What's going to suck is if too many of you HD enthusiasts call and whine and they stop simulcasting all the games on the subchannels so you get you precious HD and then we are stuck having to pay D* for all the games. See some of us care about all the games and not the Georgia loss. Sure it sucks they aren't in HD, but right now we don't have to pay anything to D* and we get to see all the games. The online solution isn't a very viable one either to see the other games for free. That's even a worse feed.

I love HD content as much as the next guy but I'd rather see all the games.


----------



## jfulcher (Jun 5, 2007)

creesh said:


> I understand how it works, I am just frustrated by it.
> 
> Directv MMM is blacking out whatever game is on AT46 (SD feed). WGCL 46 (HD feed) is showing a different game (but also in SD). That game is not blacked out on MMM (except for temporarily when they screw up which is once every 30 minutes or so).
> 
> I have a headache.


Directv MMM has nothing to do with the WGCL 46 feed showing a different game. They get their broadcast for WGCL 46 from 46-1 which is showing a different game. There is no blackout in place. It's just where Directv gets their HD feed from 46 from.

If you have an antenna you would see this, one game on regular 46, one game on 46-1, one game on 46-2, one game on 46-3. The georgia is on the regular analog 46.


----------



## Earl Bonovich (Nov 15, 2005)

Thread moved, as this isn't really a DirecTV issue


----------



## larock0wns (Oct 10, 2007)

What sux is you just bend over and accept what BS excuse cbs46 is shoving up your ass. Last year we got 2 games in HD and other game in SD on cbs46. This year we are getting no additional games that we were last year, but yet they are using the bandwidth excuse.

So enjoy all your games in SD and we can send you links for eye doctors after the tourny.


----------



## creesh (Jul 13, 2004)

jfulcher said:


> Directv MMM has nothing to do with the WGCL 46 feed showing a different game. They get their broadcast for WGCL 46 from 46-1 which is showing a different game. There is no blackout in place. It's just where Directv gets their HD feed from 46 from.
> 
> If you have an antenna you would see this, one game on regular 46, one game on 46-1, one game on 46-2, one game on 46-3. The georgia is on the regular analog 46.


I know!!!!!

But whatever game is on analog 46 is blacked out MMM and therefore NOT AVAILABLE in HD for me anywhere!!! (not on SD46, not on HD46, not on 46.1, 46.2, 46.3, or 46.4, not on MMM)

That is the problem, I am an HD snob. I proudly admit it...


----------



## jfulcher (Jun 5, 2007)

larock0wns said:


> What sux is you just bend over and accept what BS excuse cbs46 is shoving up your ass. Last year we got 2 games in HD and other game in SD on cbs46. This year we are getting no additional games that we were last year, but yet they are using the bandwidth excuse.
> 
> So enjoy all your games in SD and we can send you links for eye doctors after the tourny.

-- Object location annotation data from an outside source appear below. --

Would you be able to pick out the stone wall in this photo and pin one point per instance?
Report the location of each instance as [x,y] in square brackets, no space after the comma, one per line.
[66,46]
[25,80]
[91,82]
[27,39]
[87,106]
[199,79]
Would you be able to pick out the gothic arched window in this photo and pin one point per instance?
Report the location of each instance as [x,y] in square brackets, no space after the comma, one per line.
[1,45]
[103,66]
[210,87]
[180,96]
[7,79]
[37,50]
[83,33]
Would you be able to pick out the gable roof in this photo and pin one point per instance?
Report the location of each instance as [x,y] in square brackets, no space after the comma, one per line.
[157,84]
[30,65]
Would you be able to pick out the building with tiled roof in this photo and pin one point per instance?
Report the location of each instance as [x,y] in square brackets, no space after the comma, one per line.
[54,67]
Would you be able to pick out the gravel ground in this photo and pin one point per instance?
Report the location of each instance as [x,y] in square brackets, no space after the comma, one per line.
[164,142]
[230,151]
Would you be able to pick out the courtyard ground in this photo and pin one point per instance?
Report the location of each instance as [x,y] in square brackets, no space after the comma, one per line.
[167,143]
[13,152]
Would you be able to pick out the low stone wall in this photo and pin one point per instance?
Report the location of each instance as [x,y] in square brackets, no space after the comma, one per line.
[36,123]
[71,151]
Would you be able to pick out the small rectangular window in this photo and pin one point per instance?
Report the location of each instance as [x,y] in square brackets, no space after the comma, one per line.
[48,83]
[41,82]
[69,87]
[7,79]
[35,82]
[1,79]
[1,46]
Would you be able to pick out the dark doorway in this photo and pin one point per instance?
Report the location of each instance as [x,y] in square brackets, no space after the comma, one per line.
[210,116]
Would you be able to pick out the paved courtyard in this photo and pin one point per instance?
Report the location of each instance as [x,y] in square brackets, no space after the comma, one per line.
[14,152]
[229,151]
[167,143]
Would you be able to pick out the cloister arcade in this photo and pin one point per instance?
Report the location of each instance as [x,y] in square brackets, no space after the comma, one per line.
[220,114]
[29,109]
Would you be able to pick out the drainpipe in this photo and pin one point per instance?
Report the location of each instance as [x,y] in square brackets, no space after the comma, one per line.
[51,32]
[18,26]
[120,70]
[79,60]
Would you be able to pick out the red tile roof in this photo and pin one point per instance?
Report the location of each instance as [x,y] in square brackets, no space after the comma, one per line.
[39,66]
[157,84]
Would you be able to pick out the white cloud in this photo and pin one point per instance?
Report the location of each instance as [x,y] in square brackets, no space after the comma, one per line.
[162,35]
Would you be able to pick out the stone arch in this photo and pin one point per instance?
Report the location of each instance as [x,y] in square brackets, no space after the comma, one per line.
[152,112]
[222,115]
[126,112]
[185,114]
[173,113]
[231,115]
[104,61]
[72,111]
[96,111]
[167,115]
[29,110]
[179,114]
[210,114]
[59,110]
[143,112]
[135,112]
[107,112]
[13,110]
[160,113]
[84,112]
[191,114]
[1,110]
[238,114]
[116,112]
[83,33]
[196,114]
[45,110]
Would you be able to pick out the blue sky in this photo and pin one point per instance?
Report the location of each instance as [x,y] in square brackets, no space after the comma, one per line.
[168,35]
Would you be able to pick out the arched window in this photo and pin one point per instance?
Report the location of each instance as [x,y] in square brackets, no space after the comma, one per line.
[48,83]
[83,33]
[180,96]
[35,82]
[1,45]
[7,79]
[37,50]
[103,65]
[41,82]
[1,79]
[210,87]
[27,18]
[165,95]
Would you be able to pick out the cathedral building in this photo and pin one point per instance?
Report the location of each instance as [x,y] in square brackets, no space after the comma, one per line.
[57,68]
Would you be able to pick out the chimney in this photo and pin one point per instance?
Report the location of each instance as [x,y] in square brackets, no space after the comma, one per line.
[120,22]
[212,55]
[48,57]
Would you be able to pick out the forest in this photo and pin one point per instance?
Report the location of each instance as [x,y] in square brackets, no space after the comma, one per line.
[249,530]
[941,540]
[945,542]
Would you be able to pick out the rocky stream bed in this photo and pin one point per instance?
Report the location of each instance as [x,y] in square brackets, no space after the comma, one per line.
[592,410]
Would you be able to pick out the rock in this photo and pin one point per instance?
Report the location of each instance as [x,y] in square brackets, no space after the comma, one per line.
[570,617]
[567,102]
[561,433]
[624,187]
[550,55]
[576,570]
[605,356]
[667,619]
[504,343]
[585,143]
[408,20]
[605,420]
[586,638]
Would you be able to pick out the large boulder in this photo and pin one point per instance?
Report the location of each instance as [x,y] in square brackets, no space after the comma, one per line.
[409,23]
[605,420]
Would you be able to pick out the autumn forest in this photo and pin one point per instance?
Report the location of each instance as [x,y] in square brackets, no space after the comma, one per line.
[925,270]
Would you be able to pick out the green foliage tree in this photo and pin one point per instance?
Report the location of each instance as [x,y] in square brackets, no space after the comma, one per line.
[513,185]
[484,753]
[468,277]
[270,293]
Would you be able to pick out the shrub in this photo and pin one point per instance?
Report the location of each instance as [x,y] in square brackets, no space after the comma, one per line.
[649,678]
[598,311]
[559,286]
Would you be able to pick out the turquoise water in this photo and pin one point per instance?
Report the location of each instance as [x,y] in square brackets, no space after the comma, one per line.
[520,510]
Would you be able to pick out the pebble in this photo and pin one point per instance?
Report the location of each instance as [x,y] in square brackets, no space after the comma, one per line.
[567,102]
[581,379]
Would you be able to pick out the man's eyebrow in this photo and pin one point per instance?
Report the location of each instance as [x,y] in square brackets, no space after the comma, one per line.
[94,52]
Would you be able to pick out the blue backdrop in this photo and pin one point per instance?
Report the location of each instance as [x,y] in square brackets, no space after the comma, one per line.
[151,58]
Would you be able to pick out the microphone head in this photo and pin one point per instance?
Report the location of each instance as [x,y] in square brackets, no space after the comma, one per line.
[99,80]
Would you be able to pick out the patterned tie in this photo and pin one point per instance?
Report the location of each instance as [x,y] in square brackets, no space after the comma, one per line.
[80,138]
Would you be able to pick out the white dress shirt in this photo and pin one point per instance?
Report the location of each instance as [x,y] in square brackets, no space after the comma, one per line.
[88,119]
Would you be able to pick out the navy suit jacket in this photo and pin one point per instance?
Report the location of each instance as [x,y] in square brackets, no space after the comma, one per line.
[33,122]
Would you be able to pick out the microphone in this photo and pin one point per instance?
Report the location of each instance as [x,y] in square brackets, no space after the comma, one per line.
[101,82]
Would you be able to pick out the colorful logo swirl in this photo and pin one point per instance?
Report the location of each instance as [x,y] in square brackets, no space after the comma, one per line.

No - last year was the same way - to get all the games on at once it was 4 SD feeds. I guess UGA fans weren't too upset since they weren't dancing. It's only the first two days! They went to HD after that (and I suspect they will do the same this year).


----------



## jfulcher (Jun 5, 2007)

creesh said:


> I know!!!!!
> 
> But whatever game is on analog 46 is blacked out MMM and therefore NOT AVAILABLE in HD for me anywhere!!! (not on SD46, not on HD46, not on 46.1, 46.2, 46.3, or 46.4, not on MMM)
> 
> That is the problem, I am an HD snob. I proudly admit it...


SD46 = Analog 46. I just watched it on both Analog 46 and Sd46 to verify this.


----------



## larock0wns (Oct 10, 2007)

jfulcher said:


> No - last year was the same way - to get all the games on at once it was 4 SD feeds. I guess UGA fans weren't too upset since they weren't dancing. It's only the first two days! They went to HD after that (and I suspect they will do the same this year).


We'll see. How do you explain cbs46 only doing SD for the regional championships? They weren't doing multi-feed than.


----------



## jfulcher (Jun 5, 2007)

larock0wns said:


> We'll see. How do you explain cbs46 only doing SD for the regional championships? They weren't doing multi-feed than.


Check that out - the games are in HD today when there are only 2 games at once.


----------



## homeskillet (Feb 3, 2004)

Thankfully our CBS in Kansas City (KCTV) which is owned by the same parent company as WGCL is doing the tournament right. Although the last two years they had a different game on the Analog 5 than the digital channels so they had a total of 3 broadcasts at once. Due to several cable and satellite companies ONLY getting 5.1 and using it for both the SD and HD broadcasts they choose to keep Analog 5 and Digital 5.1 the same broadcast this year.

KCTV-TV 5 = SD version of HD Broadcast
KCTV-DT 5.1 = HD Broadcast
KCTV-DT 5.2 = SD Alternate Broadcast


----------



## machavez00 (Nov 2, 2006)

KPHO in Phoenix is doing the same, one analog, three DTV


----------



## Lee L (Aug 15, 2002)

Last year, WRAL ran the 4 games in SD. This year, they decided to run the main game for the region in HD, plus one extra game in SD. They did give the Cable peopel all 4 games in HD over the fiber connection they have, but at least Sat and OTA people were not screwed out of the one HD game they should get.


As far as blackouts go, the rules do not account for HD games at all. THe game is either on or not, so it is a case of the balcout rules not keeping up with technology.


----------



## marko (Jan 9, 2003)

I can see why wral did what they did - but I prefer all 4 games and no HD versus 1 HD/1 reg game. I did not watch as many games this year - and fortunately the game I cared about was on the secondary channel. 

Of course i am in the minority in the area - as I do root for out or area teams - do not care about UNC/Duke - and most people would rather have that game in HD and miss other games.


----------